The COSY CURIOSITIES art installation is currently up and was timed to cheer things up for Mittenfest–an event featuring craft beers, food trucks, a dj and more (February 19 and 20th). The Bombshells also recruited local makers to create hundreds of pairs of mittens to donate give away to charity groups that work with people in need.

I have been making Yarn Bomb Kits to sell. These kits are pre-made, ready to install bits of whimsy and delight and I hope they go out into Cincinnati and make many people smile! They are perfect for non-yarn artists to brighten up their homes, yards or neighborhoods. Of course if you knit or crochet, do your own and brighten up Cincinnati this winter! The Fiber Art Market scheduled for Jan. 29 & 30 was cancelled, so I’m not sure where or when I will be selling them, but I’ll edit this post when I know!

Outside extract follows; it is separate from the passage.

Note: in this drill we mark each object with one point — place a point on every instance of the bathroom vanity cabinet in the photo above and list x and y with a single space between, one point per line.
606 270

Here’s what you need to know:

  1. Choose your location. You can install on many different surfaces. I suggest starting easy with a pole or chain fence (chain link will give you the most options, but wrought iron or narrow pickets or farm fencing could work too. Choose a location near your home or work–you want to be able to check on your piece. You can re-secure it if it’s sagging or falling off and remove it when it gets to be more of an eyesore than an eye-delight.
  2. Get permission–it’s a good idea to ask if possible. The property owner may remove it or ask you to install it in a certain way so you don’t cause damage. Be especially careful of trees. Prolonged covering of trees with slow-to-dry knitted/crocheted fabric can cause fungus to grow. It’s safest to dress your own trees (for a short time period) or get permission before dressing someone else’s tree. Or just decorate poles.
  3. Installation – this depends a lot on the size of your piece and the surface you’re attaching it to. You can sew or tie your pieces onto fences, trees and posts, or use plastic cable ties.